According to a police account, Abirov was one of a group of eight men to attack the two security guards. The victims of the assault did not file a complaint with the police, but the scandal gained momentum once President Sadyr Japarov got involved by ordering the Interior Ministry to investigate the matter.
“This behavior does not meet the ethical standards of a civil servant of his rank,” Japarov’s spokesman said with some considerable understatement.
Abirov ostensibly enjoys immunity from prosecution by virtue of his MP status. The Prosecutor General’s Office filed a request with parliament for that to be lifted so that he could be held accountable for his “hooliganism.”
The Jogorku Kenesh, as the Kyrgyz parliament is known, set up a commission to consider the matter, but they were in no hurry to throw their colleague to the wolves. One member of the commission, Zhusupbek Korgonbai uulu, told reporters that he personally saw nothing wrong with the fight.
“Abirov is not just some guy, some outcast. He’s a Kyrgyz patriot. He’s a good guy. What happened could have happened to anybody. Just you try and drink two liters of vodka, and then we’ll see what state you’ll be in,” Korgonbai uulu said.
It is not fully clear what Korgonbai uulu meant by those remarks, although they appear to suggest that he was under the impression that Abirov was heavily intoxicated at the time of the fight, and that he could not consequently be held responsible for his actions. Kyrgyz law does not, in fact, envision exemptions from prosecution for assault by reason of drunkenness.
With the pressure mounting, Abirov has decided not to delay the inevitable and will leave parliament of his own volition.
“Unfortunately, after what happened, I think that I have no moral right to hold the position of a deputy in the Jogorku Kenesh,” he wrote on Facebook.
This is a dismal end, for now, to a potentially promising political career.

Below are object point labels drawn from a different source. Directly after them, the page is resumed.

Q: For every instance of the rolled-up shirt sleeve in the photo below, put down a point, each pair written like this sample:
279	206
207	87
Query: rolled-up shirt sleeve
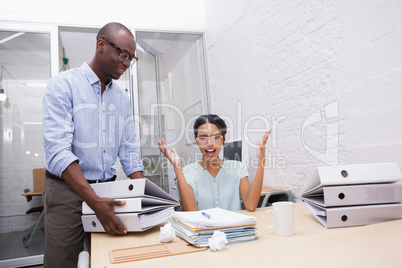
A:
58	127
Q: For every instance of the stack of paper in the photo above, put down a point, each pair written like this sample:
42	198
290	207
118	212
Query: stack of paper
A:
353	195
196	227
146	206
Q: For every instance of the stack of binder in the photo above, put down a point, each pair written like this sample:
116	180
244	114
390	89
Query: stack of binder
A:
146	206
353	195
196	227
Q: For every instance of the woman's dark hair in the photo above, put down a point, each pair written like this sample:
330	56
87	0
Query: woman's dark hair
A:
212	119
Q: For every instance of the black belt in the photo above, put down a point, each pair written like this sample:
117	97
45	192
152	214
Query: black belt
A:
54	177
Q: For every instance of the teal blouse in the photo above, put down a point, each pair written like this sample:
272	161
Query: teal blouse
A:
221	191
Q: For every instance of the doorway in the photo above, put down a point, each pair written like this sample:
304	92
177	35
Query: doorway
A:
172	91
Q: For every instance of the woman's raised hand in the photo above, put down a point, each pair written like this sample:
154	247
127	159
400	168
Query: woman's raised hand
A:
261	147
171	155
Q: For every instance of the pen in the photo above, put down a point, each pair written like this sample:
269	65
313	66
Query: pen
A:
205	215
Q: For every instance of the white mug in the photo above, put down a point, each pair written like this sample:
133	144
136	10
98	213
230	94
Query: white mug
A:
283	218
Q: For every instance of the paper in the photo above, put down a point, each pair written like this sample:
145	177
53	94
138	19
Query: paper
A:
197	227
167	233
218	241
219	218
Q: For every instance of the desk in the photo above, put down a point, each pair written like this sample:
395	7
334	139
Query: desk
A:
376	245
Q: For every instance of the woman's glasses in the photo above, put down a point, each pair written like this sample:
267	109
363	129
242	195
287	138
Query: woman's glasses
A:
124	55
214	138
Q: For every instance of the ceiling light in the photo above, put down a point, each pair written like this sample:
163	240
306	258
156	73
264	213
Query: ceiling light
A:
3	96
10	37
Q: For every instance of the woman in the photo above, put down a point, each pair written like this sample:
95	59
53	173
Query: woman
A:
214	182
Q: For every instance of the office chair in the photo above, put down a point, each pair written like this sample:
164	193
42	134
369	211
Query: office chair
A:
275	196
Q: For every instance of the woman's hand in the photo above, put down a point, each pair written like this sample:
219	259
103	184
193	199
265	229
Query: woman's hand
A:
171	155
261	148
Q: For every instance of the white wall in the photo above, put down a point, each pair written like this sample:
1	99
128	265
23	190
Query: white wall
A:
149	14
318	69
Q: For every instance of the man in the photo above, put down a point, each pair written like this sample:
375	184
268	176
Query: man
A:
87	124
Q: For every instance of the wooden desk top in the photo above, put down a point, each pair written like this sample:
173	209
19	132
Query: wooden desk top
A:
376	245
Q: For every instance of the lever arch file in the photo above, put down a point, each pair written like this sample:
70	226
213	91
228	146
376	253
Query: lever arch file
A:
146	206
353	195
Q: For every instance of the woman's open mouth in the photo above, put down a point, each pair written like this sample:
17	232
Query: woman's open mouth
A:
210	152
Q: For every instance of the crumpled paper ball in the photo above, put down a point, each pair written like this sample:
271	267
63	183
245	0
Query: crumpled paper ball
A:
218	241
167	233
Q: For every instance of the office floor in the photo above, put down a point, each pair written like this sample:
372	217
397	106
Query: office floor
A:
12	247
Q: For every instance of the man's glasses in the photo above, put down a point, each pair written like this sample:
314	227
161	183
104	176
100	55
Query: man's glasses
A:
214	138
124	55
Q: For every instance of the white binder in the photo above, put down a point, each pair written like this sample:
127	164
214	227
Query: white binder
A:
352	174
131	188
362	194
136	204
134	222
355	215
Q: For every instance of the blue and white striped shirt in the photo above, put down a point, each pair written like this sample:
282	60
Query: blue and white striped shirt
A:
81	124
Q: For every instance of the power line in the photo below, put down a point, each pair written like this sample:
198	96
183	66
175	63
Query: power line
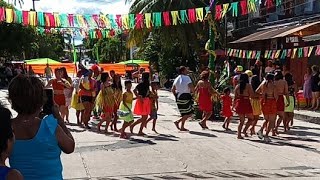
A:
278	13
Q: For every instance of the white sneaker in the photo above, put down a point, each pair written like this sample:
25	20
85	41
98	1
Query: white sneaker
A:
260	135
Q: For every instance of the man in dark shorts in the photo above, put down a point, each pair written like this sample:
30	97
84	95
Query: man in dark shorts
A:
182	89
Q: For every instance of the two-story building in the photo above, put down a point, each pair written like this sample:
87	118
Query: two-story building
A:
294	24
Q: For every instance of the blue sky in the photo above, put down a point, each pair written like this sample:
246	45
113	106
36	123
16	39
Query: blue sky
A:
79	6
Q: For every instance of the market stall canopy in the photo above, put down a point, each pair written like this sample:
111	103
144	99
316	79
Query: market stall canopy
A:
139	62
42	61
315	37
278	32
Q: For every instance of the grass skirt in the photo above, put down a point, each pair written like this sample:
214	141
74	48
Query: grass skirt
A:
75	102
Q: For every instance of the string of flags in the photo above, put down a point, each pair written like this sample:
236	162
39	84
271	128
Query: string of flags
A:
129	21
300	52
109	21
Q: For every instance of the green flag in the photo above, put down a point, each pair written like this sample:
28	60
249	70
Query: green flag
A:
97	54
74	54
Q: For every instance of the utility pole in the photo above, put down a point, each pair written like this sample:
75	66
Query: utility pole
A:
212	48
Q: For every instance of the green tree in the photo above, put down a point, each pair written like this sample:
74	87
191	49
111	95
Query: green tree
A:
18	42
188	35
15	2
110	50
175	45
5	4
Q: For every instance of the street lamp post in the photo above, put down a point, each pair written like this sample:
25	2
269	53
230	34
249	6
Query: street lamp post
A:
212	37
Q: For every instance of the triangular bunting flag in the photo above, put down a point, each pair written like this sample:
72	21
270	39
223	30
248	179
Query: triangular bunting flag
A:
294	52
310	50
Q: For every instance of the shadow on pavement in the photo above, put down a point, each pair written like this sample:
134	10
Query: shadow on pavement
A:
302	133
224	131
282	143
76	130
296	139
304	128
164	137
201	134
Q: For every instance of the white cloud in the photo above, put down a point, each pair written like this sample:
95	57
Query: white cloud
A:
79	6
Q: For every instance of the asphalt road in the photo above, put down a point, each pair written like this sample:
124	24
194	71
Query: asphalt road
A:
197	154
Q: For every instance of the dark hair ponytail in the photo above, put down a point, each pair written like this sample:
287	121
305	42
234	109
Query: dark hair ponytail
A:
6	131
244	80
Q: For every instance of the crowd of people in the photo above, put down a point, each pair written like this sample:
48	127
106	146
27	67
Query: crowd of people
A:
272	96
100	93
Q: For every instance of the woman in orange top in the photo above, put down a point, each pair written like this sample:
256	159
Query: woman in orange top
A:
58	84
87	95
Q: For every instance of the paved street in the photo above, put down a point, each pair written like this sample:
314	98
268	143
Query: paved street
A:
198	154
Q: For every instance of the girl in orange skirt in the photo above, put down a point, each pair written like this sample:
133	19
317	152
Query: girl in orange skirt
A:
105	101
269	105
205	91
256	106
243	93
226	108
117	89
143	103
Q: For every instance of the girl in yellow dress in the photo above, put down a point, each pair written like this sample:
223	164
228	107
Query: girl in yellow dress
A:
117	89
105	101
126	109
75	101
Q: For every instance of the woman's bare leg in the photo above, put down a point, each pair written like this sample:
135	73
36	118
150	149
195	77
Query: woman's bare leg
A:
254	123
242	119
183	121
143	123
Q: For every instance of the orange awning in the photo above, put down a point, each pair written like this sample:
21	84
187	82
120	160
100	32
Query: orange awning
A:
275	32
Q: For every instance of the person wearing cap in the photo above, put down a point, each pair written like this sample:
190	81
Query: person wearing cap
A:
257	70
282	91
238	72
269	67
250	74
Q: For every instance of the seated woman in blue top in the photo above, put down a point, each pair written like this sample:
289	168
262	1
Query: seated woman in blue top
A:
39	140
6	143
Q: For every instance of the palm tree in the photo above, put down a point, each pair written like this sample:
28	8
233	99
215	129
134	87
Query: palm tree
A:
187	35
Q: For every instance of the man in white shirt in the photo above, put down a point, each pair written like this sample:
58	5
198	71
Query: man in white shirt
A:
182	89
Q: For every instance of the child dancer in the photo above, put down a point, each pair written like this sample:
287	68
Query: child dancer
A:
256	105
75	101
143	105
105	101
155	105
226	108
205	92
126	107
6	145
289	110
117	89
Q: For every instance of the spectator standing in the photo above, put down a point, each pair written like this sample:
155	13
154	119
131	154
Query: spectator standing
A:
307	92
48	72
39	141
182	89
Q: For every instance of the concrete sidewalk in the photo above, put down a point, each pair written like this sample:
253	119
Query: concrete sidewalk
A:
301	114
197	154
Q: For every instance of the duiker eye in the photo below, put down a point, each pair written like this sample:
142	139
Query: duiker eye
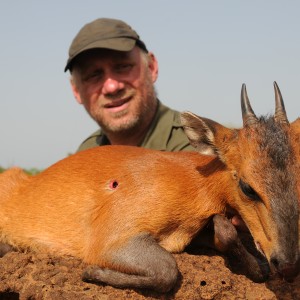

Abirov has a more notable profile than many other lawmakers. He became a member of the Bishkek city council in 2016 at the age of 28 and later became the chair of the council.
His father, Bolotbek Abirov, is a successful businessman with several companies to his name. One of those companies, Rassvet, had a contract supplying coal to a thermal power plant in Bishkek in 2018. The younger Abirov, who was already an MP by then, dismissed claims at the time that this constituted a conflict of interest.
Ayzirek Imanaliyeva is a journalist based in Bishkek.